En tanto, en el marco de atenuar la presunta responsabilidad de su hijo, comentó que desde que llegó el viernes no paró de limpiar la casa porque “todo es una mugre. A esa mujer no le interesan los hijos”.

En tal sentido, ayer los pequeños estaban descalzos y a simple vista se notaban las secuelas del abandono, con heridas en varias partes del cuerpo.

A la charla se acopló una menor de 13 años, prima de Milagros, quien aseguró que nunca vio que la madre maltrate a los varones, pero sí le gritaba y agredía a la beba.

“Cuando venía a la casa de ella me decía que la beba no era suya, porque cuando nació le cambiaron de criatura en el hospital. Cuando tenía hambre le tiraba la mamadera y le hacía tomar solita, pero cualquiera sabe que siendo tan chiquita no podía comer sola”, lamentó.
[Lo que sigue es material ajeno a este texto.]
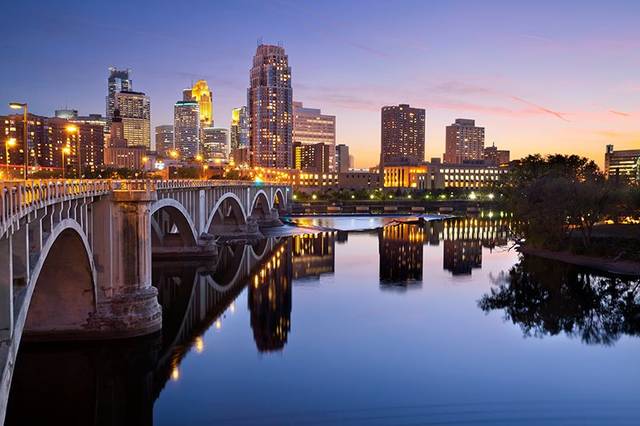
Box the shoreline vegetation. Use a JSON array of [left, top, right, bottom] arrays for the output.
[[516, 246, 640, 277], [501, 154, 640, 276]]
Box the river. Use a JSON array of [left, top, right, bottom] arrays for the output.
[[6, 217, 640, 425]]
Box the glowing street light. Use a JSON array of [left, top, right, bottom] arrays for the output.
[[4, 138, 18, 178], [9, 102, 29, 180]]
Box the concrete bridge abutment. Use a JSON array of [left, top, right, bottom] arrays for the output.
[[90, 190, 162, 338]]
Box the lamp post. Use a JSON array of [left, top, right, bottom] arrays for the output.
[[60, 145, 71, 180], [65, 125, 82, 179], [9, 102, 29, 180], [4, 138, 18, 179]]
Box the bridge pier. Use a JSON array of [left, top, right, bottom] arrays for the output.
[[90, 190, 162, 338]]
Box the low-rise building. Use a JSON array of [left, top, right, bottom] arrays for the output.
[[604, 145, 640, 183]]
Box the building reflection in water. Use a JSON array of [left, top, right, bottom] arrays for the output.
[[248, 237, 298, 352], [292, 232, 340, 280], [378, 218, 508, 286], [378, 223, 424, 285], [426, 218, 508, 275]]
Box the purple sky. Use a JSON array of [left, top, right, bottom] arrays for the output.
[[0, 0, 640, 167]]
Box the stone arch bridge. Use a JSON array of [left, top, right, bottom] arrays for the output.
[[0, 180, 290, 424]]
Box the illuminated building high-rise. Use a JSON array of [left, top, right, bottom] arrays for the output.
[[443, 118, 484, 164], [293, 142, 331, 173], [247, 44, 293, 168], [202, 127, 229, 160], [182, 80, 213, 129], [173, 101, 200, 158], [116, 91, 151, 149], [156, 124, 174, 156], [106, 67, 132, 126], [230, 106, 249, 150], [293, 102, 336, 171], [336, 143, 353, 173], [380, 104, 425, 167]]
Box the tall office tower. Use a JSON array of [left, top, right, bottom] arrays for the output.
[[107, 109, 129, 148], [202, 127, 230, 160], [106, 67, 133, 125], [293, 102, 336, 171], [336, 143, 353, 173], [55, 109, 78, 120], [173, 101, 200, 158], [444, 118, 484, 164], [380, 104, 425, 167], [247, 44, 293, 168], [293, 142, 331, 173], [182, 80, 213, 129], [156, 124, 173, 156], [229, 107, 249, 150], [116, 91, 151, 149]]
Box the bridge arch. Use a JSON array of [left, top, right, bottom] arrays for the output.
[[271, 188, 287, 212], [249, 189, 271, 219], [205, 192, 248, 235], [149, 198, 198, 246], [22, 219, 98, 336]]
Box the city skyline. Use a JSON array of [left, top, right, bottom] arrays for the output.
[[0, 2, 640, 167]]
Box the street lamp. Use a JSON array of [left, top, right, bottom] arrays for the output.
[[60, 145, 71, 180], [64, 125, 82, 179], [9, 102, 29, 180], [4, 138, 18, 179]]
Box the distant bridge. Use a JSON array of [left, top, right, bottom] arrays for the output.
[[0, 180, 290, 423]]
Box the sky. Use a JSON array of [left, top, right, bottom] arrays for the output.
[[0, 0, 640, 167]]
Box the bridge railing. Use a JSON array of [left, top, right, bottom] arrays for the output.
[[0, 180, 112, 233], [0, 179, 288, 234]]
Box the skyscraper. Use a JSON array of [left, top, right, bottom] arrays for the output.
[[116, 90, 151, 149], [182, 80, 213, 129], [444, 118, 484, 164], [229, 106, 249, 150], [336, 143, 353, 173], [106, 67, 132, 126], [293, 142, 331, 173], [247, 44, 293, 168], [380, 104, 425, 167], [173, 101, 200, 158], [293, 102, 336, 171], [156, 124, 173, 156], [202, 127, 229, 160]]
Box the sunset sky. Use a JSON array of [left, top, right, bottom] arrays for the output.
[[0, 0, 640, 167]]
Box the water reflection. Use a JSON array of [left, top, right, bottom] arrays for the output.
[[7, 219, 520, 425], [248, 238, 292, 352], [292, 232, 338, 280], [378, 223, 424, 285], [478, 256, 640, 345]]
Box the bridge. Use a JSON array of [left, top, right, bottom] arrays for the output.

Afirmó que la acusada evitaba las visitas y vivía encerrada. “No le gustaba que le alce ni le mime a la beba, se ponía muy nerviosa. Por lo que veía no le quería ni le cuidaba a la hija”, remarcó.

Causa y detalles aberrantes
Preventivamente, la causa fue caratulada como “infanticidio agravado por el vínculo y la convivencia preexistente con presunción de paternidad, encubrimiento, abuso sexual, con acceso carnal”. Interviene el Juzgado de Instrucción Uno de Oberá, a cargo por subrogación del juez de Instrucción Dos, Horacio Alarcón. En primera instancia el cadáver fue examinado por el médico policial Tomás Guiso, cuyo diagnóstico fue más exhaustivo y dio cuenta de innumerables lesiones, como ser “hematoma frontal derecho, hematoma cornea ojo derecho, dos escoriaciones en región occipital, contusión en región occipital, lesión vaginal y anal, eritema en labios superiores e inferiores, hematomas en glúteos, hematoma en hombro derecho”. Ante la gravedad de los primeros informes médicos, el magistrado interviniente ordenó la detención de los padres de la beba. El sujeto fue alojado en la Comisaría de Aristóbulo del Valle y la mujer en la Comisaría de Campo Grande. Con relación a las responsabilidades, si bien las sospechas de abuso sexual apuntarían al progenitor, tampoco se puede descartar algún grado de participación de la madre, al menos como encubridora. El cadáver de la pequeña fue entregado a los familiares a última hora de la tarde de ayer, tras lo cual fue velada por un lapso de dos horas y luego fue sepultada, tal como estipula el protocolo vigente en el marco de la pandemia de Covid-19. Asistieron sólo familiares paternos, ya que desde hace años la madre de la víctima cortó relación con su familia.